Studies of Hadronization Mechanisms using Pion Electroproduction in Deep Inelastic Scattering from Nuclei

TL;DR

This paper investigates how atomic nuclei serve as spatial analyzers of the hadronization process in semi-inclusive deep inelastic scattering, using pion electroproduction data from Jefferson Lab to gain insights relevant for high-energy nuclear physics.

Contribution

It provides detailed measurements of transverse momentum broadening of pions across various nuclei, advancing understanding of quark transport and hadronization mechanisms in nuclear environments.

Findings

Transverse momentum broadening varies with nuclear size and kinematic variables.

Data supports models of quark transport through nuclear matter.

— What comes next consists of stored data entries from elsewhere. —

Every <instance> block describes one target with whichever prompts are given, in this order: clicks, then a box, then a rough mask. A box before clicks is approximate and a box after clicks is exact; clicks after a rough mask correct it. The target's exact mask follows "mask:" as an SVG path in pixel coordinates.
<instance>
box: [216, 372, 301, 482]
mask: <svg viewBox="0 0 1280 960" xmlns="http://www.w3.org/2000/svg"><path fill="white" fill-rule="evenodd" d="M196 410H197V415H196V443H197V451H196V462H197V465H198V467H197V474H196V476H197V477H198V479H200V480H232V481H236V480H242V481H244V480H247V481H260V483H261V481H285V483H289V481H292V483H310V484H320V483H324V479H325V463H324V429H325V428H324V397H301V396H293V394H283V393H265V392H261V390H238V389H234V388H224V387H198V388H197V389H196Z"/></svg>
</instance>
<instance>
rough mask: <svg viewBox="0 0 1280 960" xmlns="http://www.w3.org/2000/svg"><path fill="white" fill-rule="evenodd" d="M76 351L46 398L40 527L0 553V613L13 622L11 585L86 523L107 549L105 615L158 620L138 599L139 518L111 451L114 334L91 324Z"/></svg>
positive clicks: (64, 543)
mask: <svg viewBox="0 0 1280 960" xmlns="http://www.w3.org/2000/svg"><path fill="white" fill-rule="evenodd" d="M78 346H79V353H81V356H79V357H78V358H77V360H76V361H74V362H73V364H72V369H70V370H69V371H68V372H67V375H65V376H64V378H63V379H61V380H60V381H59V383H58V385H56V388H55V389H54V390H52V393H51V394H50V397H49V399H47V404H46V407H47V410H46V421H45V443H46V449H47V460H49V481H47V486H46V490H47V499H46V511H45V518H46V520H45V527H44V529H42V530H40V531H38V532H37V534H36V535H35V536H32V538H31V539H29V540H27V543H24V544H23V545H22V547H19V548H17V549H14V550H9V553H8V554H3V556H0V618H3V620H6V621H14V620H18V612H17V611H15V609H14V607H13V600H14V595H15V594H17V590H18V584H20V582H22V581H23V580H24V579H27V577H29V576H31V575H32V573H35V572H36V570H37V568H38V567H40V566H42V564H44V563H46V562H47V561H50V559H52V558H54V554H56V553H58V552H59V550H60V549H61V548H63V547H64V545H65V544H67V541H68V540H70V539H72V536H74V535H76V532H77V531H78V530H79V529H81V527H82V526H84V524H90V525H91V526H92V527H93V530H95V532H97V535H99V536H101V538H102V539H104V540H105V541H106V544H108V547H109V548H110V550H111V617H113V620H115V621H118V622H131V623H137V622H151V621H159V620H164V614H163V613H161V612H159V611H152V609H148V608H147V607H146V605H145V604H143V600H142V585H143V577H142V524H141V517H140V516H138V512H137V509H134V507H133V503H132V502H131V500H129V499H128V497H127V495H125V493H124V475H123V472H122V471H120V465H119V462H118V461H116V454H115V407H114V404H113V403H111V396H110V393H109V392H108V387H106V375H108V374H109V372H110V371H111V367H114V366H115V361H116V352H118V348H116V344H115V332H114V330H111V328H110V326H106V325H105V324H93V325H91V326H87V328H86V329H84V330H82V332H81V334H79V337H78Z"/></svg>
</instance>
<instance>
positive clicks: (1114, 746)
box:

Results have implications for jet quenching studies at RHIC and LHC.

Abstract

Atomic nuclei can be used as spatial analyzers of the hadronization process in semi-inclusive deep inelastic scattering. The study of this process using fully-identified final state hadrons began with the HERMES program in the late 1990s, and is now continuing at Jefferson Lab. In the measurement described here, electrons and positive pions were measured from a 5 GeV electron beam incident on targets of liquid deuterium, C, Fe, and Pb using CLAS in Hall B. The broadening of the transverse momentum of positive pions has been studied in detail as a function of multiple kinematic variables, and interpreted in terms of the transport of the struck quark through the nuclear systems. New insights are being obtained into the hadronization process from these studies; and experiments of this type can be relevant for the interpretation of jet quenching and proton-nucleus collisions at RHIC and LHC. These measurements will be extended in the next few years with the approved JLab experiment E12-06-117, and later at a future Electron-Ion Collider.